On rencontre des arbres sacrés, des rites et des symboles végétaux dans les traditions populaires du monde entier, dans les métaphysiques et les mystiques de tous les temps, des époques archaïques jusqu'à nos jours. Parfois, l'univers est représenté par un arbre géant; dans d'autres traditions, l'humanité naît d'un arbre. L'arbre est toujours associé à ce qui est vivant et créateur[1].
«Jamais un arbre n'a été adoré rien que pour lui-même, mais toujours pour ce qui, à travers lui, se révélait, pour ce qu'il impliquait et signifiait. C'est en vertu de sa puissance, c'est en vertu de ce qu'il manifeste et qui le dépasse, que l'arbre devient un objet religieux»[2].

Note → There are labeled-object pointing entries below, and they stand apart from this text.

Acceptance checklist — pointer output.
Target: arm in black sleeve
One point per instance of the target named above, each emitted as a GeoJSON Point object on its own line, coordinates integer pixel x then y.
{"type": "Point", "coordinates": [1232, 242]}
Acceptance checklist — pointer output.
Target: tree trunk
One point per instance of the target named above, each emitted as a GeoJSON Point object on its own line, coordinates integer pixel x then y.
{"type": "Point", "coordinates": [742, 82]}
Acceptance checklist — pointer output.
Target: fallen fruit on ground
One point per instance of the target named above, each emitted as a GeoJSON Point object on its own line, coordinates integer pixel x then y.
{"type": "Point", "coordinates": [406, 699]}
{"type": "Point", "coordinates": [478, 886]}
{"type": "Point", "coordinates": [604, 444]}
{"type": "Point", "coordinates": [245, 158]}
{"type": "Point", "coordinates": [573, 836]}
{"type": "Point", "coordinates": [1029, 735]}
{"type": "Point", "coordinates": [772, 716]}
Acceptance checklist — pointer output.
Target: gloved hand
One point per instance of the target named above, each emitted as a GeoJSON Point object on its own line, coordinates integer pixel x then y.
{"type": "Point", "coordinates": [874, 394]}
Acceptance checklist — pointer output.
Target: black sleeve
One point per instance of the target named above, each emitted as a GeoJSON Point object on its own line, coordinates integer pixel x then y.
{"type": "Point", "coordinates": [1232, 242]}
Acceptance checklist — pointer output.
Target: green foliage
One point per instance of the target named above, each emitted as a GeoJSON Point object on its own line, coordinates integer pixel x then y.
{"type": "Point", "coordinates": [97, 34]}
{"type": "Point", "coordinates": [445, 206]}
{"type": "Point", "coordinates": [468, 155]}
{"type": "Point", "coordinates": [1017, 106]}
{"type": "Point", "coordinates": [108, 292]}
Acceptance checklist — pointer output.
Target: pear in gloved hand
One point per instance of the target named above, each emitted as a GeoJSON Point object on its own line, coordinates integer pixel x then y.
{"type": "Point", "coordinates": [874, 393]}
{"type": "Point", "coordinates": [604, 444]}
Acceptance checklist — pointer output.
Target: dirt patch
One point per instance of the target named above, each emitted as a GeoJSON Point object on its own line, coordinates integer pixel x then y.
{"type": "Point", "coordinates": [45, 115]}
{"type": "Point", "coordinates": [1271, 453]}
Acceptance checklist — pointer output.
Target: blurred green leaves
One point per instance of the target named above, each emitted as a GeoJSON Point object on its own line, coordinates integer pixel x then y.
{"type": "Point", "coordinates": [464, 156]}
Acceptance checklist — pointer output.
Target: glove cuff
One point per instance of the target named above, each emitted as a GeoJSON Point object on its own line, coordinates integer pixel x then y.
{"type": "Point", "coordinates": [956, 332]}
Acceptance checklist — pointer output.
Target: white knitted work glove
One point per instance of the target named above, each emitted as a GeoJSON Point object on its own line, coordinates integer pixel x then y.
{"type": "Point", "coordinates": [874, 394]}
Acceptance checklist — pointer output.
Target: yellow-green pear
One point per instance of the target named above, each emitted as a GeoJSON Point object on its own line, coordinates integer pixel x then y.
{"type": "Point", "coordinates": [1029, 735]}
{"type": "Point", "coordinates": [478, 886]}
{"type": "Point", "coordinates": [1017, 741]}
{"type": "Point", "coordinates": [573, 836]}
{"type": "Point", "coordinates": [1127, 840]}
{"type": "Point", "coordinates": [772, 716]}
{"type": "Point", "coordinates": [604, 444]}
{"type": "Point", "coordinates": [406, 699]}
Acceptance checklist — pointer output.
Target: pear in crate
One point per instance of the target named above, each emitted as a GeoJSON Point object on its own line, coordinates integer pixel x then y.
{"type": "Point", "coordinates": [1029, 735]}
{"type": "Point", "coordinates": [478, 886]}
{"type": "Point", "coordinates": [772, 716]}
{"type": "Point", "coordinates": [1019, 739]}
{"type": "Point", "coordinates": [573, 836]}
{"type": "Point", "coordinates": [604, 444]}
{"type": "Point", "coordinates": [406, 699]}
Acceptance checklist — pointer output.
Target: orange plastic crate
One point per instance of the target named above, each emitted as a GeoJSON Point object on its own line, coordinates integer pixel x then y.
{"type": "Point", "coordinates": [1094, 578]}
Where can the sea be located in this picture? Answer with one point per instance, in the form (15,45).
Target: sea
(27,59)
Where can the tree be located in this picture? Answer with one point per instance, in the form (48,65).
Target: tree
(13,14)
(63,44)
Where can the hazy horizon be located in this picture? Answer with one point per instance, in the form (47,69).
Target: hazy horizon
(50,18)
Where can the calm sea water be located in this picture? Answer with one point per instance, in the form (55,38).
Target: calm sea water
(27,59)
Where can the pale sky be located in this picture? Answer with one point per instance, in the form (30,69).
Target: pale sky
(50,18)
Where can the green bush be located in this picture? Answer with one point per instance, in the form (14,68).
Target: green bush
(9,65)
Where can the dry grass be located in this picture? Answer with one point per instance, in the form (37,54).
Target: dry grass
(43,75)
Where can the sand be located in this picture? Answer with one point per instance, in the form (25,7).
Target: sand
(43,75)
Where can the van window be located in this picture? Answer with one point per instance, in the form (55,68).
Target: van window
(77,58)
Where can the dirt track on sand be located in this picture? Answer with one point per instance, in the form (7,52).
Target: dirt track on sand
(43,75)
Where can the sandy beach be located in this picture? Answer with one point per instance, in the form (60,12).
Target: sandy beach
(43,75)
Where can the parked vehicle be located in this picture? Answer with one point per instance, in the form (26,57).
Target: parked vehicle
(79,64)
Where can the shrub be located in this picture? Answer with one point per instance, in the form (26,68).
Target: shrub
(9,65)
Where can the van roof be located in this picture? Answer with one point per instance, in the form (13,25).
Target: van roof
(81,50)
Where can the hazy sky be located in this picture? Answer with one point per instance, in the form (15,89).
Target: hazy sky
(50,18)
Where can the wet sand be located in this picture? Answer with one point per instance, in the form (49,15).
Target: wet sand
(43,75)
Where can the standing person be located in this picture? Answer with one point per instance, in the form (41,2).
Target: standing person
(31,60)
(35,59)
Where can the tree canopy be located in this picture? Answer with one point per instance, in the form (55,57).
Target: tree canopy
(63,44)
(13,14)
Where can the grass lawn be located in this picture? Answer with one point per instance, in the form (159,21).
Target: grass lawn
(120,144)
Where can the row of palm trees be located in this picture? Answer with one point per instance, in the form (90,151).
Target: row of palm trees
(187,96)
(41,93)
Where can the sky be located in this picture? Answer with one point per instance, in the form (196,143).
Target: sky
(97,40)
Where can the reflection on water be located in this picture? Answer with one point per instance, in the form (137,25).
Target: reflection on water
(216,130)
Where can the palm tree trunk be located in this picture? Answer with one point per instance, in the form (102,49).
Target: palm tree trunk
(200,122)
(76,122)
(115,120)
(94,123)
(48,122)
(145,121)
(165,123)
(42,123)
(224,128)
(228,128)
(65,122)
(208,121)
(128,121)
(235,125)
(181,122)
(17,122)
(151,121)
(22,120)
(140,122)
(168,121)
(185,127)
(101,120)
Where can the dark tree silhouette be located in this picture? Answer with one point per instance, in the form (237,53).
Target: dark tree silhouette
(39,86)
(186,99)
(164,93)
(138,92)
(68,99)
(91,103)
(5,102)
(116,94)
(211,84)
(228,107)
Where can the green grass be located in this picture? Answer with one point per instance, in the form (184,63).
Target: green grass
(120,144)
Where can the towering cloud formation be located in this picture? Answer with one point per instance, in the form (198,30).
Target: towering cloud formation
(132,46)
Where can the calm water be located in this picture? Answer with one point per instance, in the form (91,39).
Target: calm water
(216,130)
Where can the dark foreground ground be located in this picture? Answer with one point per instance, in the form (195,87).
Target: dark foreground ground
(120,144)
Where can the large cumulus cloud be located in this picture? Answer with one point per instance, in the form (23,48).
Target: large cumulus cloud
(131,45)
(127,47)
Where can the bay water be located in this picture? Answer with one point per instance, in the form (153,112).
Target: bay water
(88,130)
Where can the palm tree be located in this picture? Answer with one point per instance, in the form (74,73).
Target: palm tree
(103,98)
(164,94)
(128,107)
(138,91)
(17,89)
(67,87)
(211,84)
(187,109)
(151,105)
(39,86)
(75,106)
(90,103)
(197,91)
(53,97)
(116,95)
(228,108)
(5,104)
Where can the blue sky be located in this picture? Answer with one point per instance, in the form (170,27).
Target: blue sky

Diverses classifications sont possibles, selon les critères choisis. D'après la valeur religieuse: arbres profanes, arbres sacrés (le chêne des druides, le pippal des bouddhistes…). Arbres réels, arbres imaginaires (l'Arbre de vie, le frêne Yggdrasil dans la mythologie scandinave…). Arbres bénéfiques, arbres maléfiques (dont l'arbre à poison). Arbres mâles (seulement des fleurs mâles: le diospyros mespiliformis), femelles (seulement des fleurs femelles), hermaphrodites (le hêtre, le chêne rouvre…). Arbre social, arbre solitaire[3]. D'après l'usage: arbres ornementaux (le platane, le magnolia…), arbres fruitiers (le pommier, le cerisier…), arbres à bois (le sapin, le chêne…).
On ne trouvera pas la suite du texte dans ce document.